Подушка перепасовывалась туда-сюда, как мяч на первенстве мира по волейболу, дверь сотрясалась от ударов, тумбочка ерзала. Маринка с товарками по несчастью спинами подпирали последний рубеж обороны, ибо знали, что на балконе для них земли нет – там было место только для бутылок.
Сражение стихло только к утру. Обессилившие стороны заснули прямо на линии фронта, у дыры: девчонки в комнате, мальчишки в коридоре.
На следующий день в общагу приехал отец студента-недотепы – "обрезать сыну хвосты". Он затарился водкой и пригласил преподавателей откушать. Гудеж стоял по всем этажам уже с полудня. Трепеща сердцем при мысли о предстоящей ночи и чувствуя, что второго штурма, да еще преподавательского – в бой пошли бы уже не студенты, а инженеры – ей не пережить, Маринка сгрузила в чемодан пожитки и ринулась прочь из Вологды.

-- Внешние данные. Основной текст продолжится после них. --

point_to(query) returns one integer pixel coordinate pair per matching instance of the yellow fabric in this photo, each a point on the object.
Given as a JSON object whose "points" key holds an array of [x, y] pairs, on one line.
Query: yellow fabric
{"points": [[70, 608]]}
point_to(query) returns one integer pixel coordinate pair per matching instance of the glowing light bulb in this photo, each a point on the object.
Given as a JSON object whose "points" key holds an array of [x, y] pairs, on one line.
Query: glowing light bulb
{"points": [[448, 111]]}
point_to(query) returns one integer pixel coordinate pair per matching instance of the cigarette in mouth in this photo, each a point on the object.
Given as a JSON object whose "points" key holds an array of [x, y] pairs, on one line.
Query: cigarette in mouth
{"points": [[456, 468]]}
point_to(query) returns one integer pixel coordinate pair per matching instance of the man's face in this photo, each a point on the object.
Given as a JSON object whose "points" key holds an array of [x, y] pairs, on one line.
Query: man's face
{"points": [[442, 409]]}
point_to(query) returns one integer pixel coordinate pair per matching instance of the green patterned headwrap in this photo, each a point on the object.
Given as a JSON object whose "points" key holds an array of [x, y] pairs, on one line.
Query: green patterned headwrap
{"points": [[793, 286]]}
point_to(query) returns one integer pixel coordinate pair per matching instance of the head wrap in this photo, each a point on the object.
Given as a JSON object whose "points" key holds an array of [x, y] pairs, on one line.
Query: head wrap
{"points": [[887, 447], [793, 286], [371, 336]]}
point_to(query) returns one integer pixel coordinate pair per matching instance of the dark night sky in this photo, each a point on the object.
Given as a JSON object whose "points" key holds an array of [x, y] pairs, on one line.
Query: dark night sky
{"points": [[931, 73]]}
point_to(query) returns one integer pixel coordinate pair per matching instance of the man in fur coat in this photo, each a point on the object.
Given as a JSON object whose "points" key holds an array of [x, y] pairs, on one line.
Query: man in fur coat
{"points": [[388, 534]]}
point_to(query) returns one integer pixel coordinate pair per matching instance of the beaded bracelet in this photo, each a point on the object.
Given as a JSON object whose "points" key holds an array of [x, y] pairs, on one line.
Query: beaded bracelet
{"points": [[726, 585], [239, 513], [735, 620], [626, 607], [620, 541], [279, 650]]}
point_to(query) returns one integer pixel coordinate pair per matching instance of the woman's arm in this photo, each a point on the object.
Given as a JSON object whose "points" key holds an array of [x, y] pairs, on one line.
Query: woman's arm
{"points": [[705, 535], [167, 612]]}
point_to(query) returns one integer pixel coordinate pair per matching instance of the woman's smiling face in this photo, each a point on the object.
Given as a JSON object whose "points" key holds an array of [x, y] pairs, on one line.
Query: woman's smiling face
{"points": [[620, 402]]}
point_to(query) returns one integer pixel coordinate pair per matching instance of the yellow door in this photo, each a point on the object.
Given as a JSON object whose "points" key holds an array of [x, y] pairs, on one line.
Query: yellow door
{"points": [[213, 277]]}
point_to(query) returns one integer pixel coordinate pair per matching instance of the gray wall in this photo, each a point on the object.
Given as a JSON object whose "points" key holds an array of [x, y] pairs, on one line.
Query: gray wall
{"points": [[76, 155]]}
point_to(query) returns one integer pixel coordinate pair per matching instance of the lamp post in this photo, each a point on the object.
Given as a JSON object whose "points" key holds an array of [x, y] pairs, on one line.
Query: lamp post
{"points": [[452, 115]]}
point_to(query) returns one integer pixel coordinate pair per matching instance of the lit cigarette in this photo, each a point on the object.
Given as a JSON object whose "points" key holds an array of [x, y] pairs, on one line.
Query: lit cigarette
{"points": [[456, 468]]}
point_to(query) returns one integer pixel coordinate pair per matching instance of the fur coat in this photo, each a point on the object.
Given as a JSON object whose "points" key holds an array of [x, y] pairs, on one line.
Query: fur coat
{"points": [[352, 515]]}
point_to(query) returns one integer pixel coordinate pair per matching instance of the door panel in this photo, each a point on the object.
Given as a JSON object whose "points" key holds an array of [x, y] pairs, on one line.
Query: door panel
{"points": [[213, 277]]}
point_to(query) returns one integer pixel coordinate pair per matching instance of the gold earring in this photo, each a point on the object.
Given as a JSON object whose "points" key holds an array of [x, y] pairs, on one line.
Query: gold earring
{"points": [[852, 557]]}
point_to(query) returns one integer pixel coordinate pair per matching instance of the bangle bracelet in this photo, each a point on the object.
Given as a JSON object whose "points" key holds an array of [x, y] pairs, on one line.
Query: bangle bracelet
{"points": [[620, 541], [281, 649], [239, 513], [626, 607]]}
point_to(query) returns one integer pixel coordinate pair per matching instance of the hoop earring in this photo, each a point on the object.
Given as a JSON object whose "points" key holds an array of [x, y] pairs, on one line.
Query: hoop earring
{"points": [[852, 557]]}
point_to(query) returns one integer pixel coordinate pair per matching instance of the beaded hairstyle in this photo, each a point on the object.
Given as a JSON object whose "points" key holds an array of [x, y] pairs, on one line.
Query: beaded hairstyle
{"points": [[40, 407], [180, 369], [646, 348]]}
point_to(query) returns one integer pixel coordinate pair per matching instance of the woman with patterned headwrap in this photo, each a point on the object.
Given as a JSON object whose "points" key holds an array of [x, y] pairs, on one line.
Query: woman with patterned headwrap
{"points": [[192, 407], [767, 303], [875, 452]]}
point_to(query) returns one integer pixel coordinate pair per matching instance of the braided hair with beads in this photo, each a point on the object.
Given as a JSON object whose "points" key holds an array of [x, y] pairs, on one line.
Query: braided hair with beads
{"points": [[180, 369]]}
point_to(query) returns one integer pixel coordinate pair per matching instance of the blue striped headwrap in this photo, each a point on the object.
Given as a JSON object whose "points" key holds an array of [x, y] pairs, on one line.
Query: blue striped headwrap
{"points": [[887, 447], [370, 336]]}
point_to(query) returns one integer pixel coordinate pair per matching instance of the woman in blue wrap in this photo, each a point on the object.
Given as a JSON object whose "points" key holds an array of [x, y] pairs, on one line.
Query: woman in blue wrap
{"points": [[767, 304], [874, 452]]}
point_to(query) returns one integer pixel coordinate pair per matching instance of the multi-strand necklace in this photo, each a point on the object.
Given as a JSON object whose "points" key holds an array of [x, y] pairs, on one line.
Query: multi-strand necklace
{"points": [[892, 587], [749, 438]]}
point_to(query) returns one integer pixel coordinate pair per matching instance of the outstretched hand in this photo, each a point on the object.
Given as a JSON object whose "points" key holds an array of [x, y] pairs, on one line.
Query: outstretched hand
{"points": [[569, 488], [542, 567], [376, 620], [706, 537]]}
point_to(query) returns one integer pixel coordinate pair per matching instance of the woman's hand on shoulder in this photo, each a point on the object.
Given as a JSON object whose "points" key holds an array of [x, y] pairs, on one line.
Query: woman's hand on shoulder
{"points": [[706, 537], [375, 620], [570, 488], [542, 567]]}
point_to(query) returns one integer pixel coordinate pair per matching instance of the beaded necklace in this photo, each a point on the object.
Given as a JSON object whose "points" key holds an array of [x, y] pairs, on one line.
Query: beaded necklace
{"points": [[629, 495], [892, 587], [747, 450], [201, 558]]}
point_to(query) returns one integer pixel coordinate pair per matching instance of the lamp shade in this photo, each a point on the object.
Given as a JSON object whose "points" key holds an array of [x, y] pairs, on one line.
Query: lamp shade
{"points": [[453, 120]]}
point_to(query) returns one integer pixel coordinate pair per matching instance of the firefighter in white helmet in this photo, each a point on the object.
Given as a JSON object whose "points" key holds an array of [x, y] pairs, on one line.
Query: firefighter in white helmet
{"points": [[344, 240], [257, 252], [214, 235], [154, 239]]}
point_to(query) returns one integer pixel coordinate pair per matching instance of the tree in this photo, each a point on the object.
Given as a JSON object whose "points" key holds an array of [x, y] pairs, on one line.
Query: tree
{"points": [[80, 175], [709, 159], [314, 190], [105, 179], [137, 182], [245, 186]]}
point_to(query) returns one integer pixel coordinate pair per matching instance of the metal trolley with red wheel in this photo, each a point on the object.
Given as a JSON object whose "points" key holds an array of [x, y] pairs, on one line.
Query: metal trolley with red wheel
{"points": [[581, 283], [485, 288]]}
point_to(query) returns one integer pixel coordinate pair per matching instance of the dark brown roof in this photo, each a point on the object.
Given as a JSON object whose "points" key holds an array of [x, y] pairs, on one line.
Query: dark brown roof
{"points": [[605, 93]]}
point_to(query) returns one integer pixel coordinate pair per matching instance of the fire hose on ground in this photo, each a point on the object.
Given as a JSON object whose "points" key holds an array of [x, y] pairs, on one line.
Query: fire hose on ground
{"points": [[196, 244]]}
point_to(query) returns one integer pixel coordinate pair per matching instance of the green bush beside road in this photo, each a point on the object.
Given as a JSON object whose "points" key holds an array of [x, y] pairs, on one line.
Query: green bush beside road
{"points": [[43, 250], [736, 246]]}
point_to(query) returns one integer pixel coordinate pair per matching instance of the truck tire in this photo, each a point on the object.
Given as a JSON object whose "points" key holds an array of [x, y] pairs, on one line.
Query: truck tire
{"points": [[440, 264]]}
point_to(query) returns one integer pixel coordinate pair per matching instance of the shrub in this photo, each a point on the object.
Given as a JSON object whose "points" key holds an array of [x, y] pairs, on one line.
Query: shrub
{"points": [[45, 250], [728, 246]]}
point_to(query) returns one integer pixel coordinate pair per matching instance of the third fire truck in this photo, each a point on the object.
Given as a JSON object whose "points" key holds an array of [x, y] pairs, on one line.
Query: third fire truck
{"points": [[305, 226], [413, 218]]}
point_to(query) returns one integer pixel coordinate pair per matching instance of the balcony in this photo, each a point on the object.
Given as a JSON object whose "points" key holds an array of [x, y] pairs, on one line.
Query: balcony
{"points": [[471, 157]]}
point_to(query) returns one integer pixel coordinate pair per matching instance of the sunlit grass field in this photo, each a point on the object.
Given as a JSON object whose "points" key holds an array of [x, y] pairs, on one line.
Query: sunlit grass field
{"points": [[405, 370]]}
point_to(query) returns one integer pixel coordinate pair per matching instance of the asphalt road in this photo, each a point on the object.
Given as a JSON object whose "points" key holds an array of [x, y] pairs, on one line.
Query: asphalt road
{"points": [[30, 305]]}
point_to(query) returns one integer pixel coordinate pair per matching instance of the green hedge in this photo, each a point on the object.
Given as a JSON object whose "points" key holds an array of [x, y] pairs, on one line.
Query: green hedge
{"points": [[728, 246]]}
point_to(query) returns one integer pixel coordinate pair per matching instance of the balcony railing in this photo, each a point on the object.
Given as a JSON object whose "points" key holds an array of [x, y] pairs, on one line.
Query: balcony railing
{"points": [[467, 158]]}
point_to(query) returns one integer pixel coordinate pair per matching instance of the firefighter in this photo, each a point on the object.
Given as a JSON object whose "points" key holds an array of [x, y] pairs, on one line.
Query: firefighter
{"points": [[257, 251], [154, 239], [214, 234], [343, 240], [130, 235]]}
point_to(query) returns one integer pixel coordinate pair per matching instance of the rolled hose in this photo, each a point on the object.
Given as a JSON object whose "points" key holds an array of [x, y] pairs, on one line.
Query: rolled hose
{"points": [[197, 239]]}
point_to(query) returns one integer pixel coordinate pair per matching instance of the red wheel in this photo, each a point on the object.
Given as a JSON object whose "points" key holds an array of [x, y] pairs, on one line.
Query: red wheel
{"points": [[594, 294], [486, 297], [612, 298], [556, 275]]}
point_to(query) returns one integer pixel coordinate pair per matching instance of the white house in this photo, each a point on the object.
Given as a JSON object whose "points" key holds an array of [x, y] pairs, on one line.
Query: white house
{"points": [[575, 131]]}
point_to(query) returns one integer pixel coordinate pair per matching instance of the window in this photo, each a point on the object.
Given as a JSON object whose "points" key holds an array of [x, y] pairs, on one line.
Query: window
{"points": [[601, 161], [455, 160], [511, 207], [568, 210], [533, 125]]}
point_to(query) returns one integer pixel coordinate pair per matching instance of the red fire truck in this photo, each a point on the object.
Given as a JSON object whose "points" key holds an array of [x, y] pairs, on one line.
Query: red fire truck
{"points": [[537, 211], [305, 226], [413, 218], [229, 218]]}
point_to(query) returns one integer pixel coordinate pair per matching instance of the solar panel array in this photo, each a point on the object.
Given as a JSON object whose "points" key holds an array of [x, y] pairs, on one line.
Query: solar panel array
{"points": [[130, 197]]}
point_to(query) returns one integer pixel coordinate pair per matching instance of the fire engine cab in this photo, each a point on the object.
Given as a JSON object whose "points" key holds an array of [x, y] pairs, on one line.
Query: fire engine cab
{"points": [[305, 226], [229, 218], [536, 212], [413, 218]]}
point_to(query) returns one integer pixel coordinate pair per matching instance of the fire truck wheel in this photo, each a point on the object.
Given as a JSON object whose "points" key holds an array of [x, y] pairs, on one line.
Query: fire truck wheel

А так как мама выехала поездом, а Маринка полетела самолетом, то она и встретила на вокзале остолбеневшую родительницу, которая только что креститься не начала.
В общем, хорошо, что все хорошо кончается. Окажись Вологда немного гостеприимней – с кем бы мне дружить в институте?
30.
"Истина обитает не на больших дорогах, по которым ходят все", – писал Дмитрий Мережковский. Я не знаю, обладал ли Джелал Ахмедович истиной, но мысли его постоянно блуждали на самых темных тропинках подсознания.
Он преподавал у нас философию, которую, я думаю, он знал хорошо, но которую по этой же причине ему преподавать нам было скучно. Ибо те азы, которые мы могли впитать, были ему неинтересны
Джелал Ахмедович искал на Кольском полуострове таинственную страну Гиперборею. И сравнивал русский язык с древним санскритом. Говорят, он несколько лет преподавал философию в Индии. И, как мне кажется, впитал в себя часть индийской культуры.
Так или иначе, но он впадал на лекциях в медитационный транс. Выпрямившись, сидел он за столом перед нами и ровным голосом вещал что-то вроде:
– Собака прогладывается, и у нее начинает течь слюна…
Глаза Джелала Ахмедовича при этом были полуприкрыты. А вся лекция, казалось, сводилась у него в мозгу к какому-то давно отработанному условному рефлексу, который он время от времени повторял, чтобы заработать деньги для существования, где были гораздо более интересные вещи, чем диалектический материализм – например, Гиперборея. Джелал Ахмедович был философом, но не был преподавателем…
31.
На лекции Джелала Ахмедовича людей приходило немного. Приходили не самые философичные, а самые осторожные.
– Он дремлет, но бдит, – шептали благоговейно осторожные. – Он вам всем еще покажет на экзамене.
Мы честно отсиживали положенные часы: кто спал, кто списывал у однокурсниц какой-нибудь конспект, а кто и злобно поглядывал по сторонам, готовый сбеситься от скуки и истечь слюной, как та злосчастная собака.
– Мягко стелет – жестко спать, – пророчествовали осторожные.